Pemberdayaan bukan untuk menambah beban perempuan
Satu hal perlu saya ingatkan dalam upaya pemberdayaan ekonomi perempuan, yakni sering berujung pada eksploitasi perempuan. Sejumlah penelitian menyimpulkan, pemberdayaan ekonomi perempuan terbukti meningkatkan pendapatan keluarga dan ketahanan sosial. Namun, masalahnya banyak perempuan menghadapi beban ganda/multi-beban akibat keterlibatan mereka dalam bidang ekonomi. Hal itu karena di samping melakukan usaha-usaha ekonomi, perempuan, terutama dalam kapasitasnya sebagai ibu dan isteri, mereka tetap dibebani pekerjaan domestik dan peran sosial lainnya. Karena itu, tanpa transformasi budaya patriarkis, pemberdayaan justru berpotensi menjadi bentuk baru eksploitasi terhadap perempuan. Para perempuan terpaksa memikul beban ganda, bahkan berlipat ganda.
Islam tidak mengenal beban domestik sebagai kewajiban mutlak perempuan saja. Dalam QS. At-Taubah [9]:71, Allah berfirman: وَالْمُؤْمِنُونَ وَالْمُؤْمِنَاتُ بَعْضُهُمْ أَوْلِيَاءُ بَعْض“Orang-orang beriman, laki-laki dan perempuan, sebagian mereka adalah penolong bagi sebagian yang lain.” Ayat ini menegaskan bahwa laki-laki dan perempuan adalah mitra sejajar, saling membantu dalam semua aspek kehidupan.
Hadis riwayat Imam Bukhari dan Muslim juga menunjukkan bahwa Rasulullah SAW turut membantu pekerjaan rumah tangga. Aisyah RA berkata: “Rasulullah biasa membantu pekerjaan keluarganya. Apabila tiba waktu shalat, beliau keluar untuk shalat.” Artinya, kerja domestik adalah tanggung jawab bersama, bukan hanya perempuan.
Penutup
Keadilan gender bukan berarti menyeragamkan peran, tetapi mendistribusikan beban secara adil. Suami dan istri harus duduk bersama untuk membagi tugas domestik maupun publik sesuai kemampuan masing-masing. Masyarakat perlu diberi pemahaman bahwa pekerjaan domestik bukan sekadar “urusan perempuan.” Dalam keluarga Muslim, semua kerja adalah ibadah bila dilakukan dengan niat ikhlas. Suami yang membantu pekerjaan rumah tangga justru sedang meneladani Rasulullah. Syekh Muhammad Abduh dan para reformis Muslim modern menegaskan bahwa Islam memandang laki-laki dan perempuan sebagai mitra, sehingga pembagian kerja harus didasarkan pada prinsip ta‘āwun (saling menolong), bukan subordinasi.
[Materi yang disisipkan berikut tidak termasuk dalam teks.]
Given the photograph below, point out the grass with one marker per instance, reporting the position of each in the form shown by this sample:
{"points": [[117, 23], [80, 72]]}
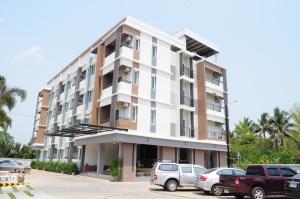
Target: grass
{"points": [[15, 189], [29, 187], [11, 195], [28, 193]]}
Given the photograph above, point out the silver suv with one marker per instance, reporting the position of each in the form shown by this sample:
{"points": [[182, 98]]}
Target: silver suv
{"points": [[172, 175]]}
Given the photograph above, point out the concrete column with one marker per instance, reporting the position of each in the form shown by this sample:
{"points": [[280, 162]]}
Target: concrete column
{"points": [[223, 159], [100, 162], [168, 154], [177, 155], [199, 157], [129, 161]]}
Rekomendasi strategis untuk mengatasi hambatan tersebut, antara lain pentingnya mengintegrasikan analisis gender dalam semua produk keuangan syariah. Pentingnya Edukasi prinsip kesalingan peran agar laki-laki terlibat aktif dalam rumah tangga. Libatkan tokoh agama untuk memberi legitimasi teologis atas kesetaraan peran suami-isteri. Dukungan publik perlu diwujudkan seperti Perluas pemberian cuti bagi ayah dan mengatur jam kerja fleksibel. Fasilitas penitipan anak dan program pemberdayaan keluarga berbasis masjid dapat meringankan beban perempuan.
Dengan pendekatan ini, keuangan syariah bukan hanya instrumen finansial, tetapi juga sarana mewujudkan emansipasi, keadilan, dan kemaslahatan sosial sesuai spirit Islam.